Does anyone here remember 1998? Right now, this is mostly a rhetorical question, but there are some here who probably do not remember that year too distinctly. More specifically, does anyone here remember 1998, as it was on the internet? (And at this point, several bearded road apples are getting ready to message me telling me how they were on the internet in 1982). For most of us, the answer is "no", even if we really think it is "yes".

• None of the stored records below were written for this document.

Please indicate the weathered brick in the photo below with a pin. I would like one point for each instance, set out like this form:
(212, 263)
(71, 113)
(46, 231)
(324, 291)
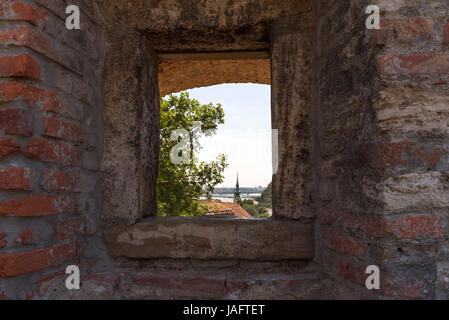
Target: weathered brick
(17, 122)
(29, 236)
(370, 225)
(21, 11)
(415, 227)
(342, 291)
(304, 285)
(38, 205)
(351, 271)
(71, 228)
(15, 264)
(406, 153)
(16, 179)
(342, 242)
(20, 66)
(404, 30)
(38, 41)
(156, 284)
(8, 146)
(60, 104)
(416, 63)
(407, 288)
(54, 152)
(64, 130)
(446, 34)
(327, 214)
(3, 242)
(91, 161)
(327, 190)
(63, 181)
(99, 286)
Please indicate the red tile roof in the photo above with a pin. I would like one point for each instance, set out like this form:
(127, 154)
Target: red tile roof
(229, 209)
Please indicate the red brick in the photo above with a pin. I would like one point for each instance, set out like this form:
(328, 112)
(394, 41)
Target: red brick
(37, 205)
(74, 86)
(3, 243)
(410, 227)
(20, 11)
(20, 66)
(406, 153)
(39, 42)
(17, 122)
(344, 292)
(7, 147)
(16, 179)
(206, 285)
(303, 285)
(351, 271)
(404, 30)
(417, 63)
(327, 214)
(70, 228)
(342, 242)
(64, 130)
(446, 34)
(62, 181)
(15, 264)
(54, 152)
(28, 237)
(47, 100)
(359, 224)
(403, 288)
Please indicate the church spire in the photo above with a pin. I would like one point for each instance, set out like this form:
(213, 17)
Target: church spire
(237, 190)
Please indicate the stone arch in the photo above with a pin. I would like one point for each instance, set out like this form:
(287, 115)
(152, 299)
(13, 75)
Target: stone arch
(175, 76)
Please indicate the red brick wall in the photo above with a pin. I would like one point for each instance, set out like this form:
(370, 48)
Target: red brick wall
(49, 131)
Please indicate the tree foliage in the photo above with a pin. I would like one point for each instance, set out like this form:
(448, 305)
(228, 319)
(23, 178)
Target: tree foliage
(180, 186)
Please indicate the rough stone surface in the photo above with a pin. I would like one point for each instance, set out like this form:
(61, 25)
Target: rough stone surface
(210, 238)
(363, 148)
(182, 75)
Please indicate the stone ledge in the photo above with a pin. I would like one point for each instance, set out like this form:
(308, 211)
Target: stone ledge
(212, 238)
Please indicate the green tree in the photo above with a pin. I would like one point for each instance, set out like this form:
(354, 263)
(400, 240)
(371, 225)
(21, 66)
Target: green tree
(180, 186)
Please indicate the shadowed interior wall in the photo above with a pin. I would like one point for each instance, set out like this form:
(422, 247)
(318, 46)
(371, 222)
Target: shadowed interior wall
(363, 145)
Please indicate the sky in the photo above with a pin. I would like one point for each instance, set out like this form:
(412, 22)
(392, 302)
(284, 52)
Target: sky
(245, 137)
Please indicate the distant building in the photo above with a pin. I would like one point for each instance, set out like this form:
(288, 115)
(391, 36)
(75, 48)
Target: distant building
(217, 208)
(237, 197)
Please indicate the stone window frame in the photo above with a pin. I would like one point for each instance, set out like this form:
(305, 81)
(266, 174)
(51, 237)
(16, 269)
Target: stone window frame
(132, 228)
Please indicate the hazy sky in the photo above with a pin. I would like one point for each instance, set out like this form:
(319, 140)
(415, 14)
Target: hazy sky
(246, 135)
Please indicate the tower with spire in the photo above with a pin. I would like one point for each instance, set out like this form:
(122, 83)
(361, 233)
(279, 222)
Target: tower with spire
(237, 190)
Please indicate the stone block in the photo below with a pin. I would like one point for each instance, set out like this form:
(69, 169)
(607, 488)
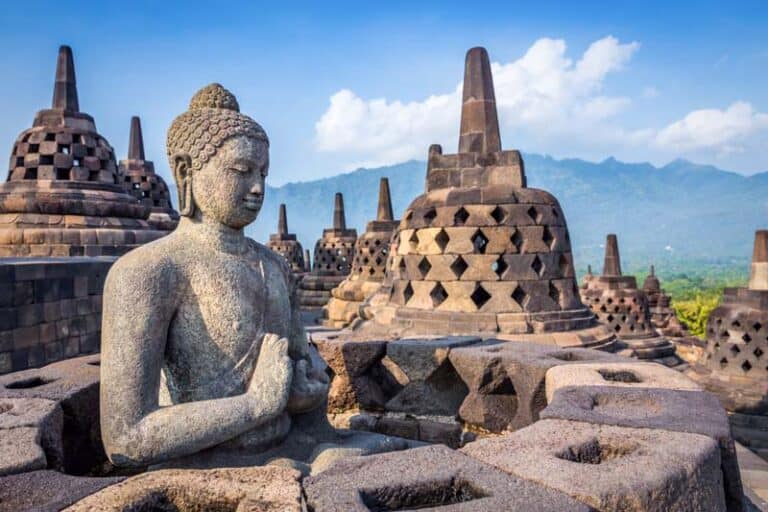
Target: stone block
(612, 468)
(268, 488)
(47, 490)
(505, 380)
(74, 385)
(429, 478)
(695, 412)
(629, 374)
(30, 435)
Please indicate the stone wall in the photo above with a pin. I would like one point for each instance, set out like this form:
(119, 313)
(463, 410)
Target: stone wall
(50, 309)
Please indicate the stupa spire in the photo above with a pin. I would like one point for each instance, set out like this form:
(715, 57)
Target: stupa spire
(479, 120)
(612, 263)
(136, 140)
(282, 221)
(339, 220)
(65, 88)
(385, 202)
(758, 275)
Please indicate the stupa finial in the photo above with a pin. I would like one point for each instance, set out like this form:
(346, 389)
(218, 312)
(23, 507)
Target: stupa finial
(282, 221)
(479, 120)
(339, 220)
(65, 87)
(758, 276)
(612, 263)
(385, 202)
(136, 141)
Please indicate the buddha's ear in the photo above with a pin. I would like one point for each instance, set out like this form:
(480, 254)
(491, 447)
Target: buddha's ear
(182, 173)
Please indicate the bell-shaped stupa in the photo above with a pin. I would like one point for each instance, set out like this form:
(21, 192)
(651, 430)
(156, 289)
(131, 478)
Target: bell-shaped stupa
(286, 244)
(332, 260)
(63, 196)
(139, 179)
(620, 305)
(368, 265)
(479, 251)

Although most people's filtered memories of those wild, wooly early internet days of the late 1990s (note to aforementioned bearded road apples: yes, I know that the internet was actually in use almost 30 years before this point) are probably accurate in some respects, we do need a refresher course. The memories are probably in two groups: that it was endlessly fascinating to click on things, and the endless alure of "just one more click", could indeed keep us looking at nothing for literally six hours or more. Click. Click. Click. And this was before we could really listen to music, watch videos, or submit our own content to an internet site (note to bearded road apples: whatever you are thinking, I still don't care). Also, we might remember that mostly everything on the internet was really, really stupid in those days. While internet stupidity will probably not go away for a while, things back then were pretty crude, simple and there wasn't a lot of content that wasn't repeated endlessly. Do you think that Star Trek II: The Wrath of Khan was the best movie in the series? Well, just keep on clicking along this webring and find out how many other people feel the same way.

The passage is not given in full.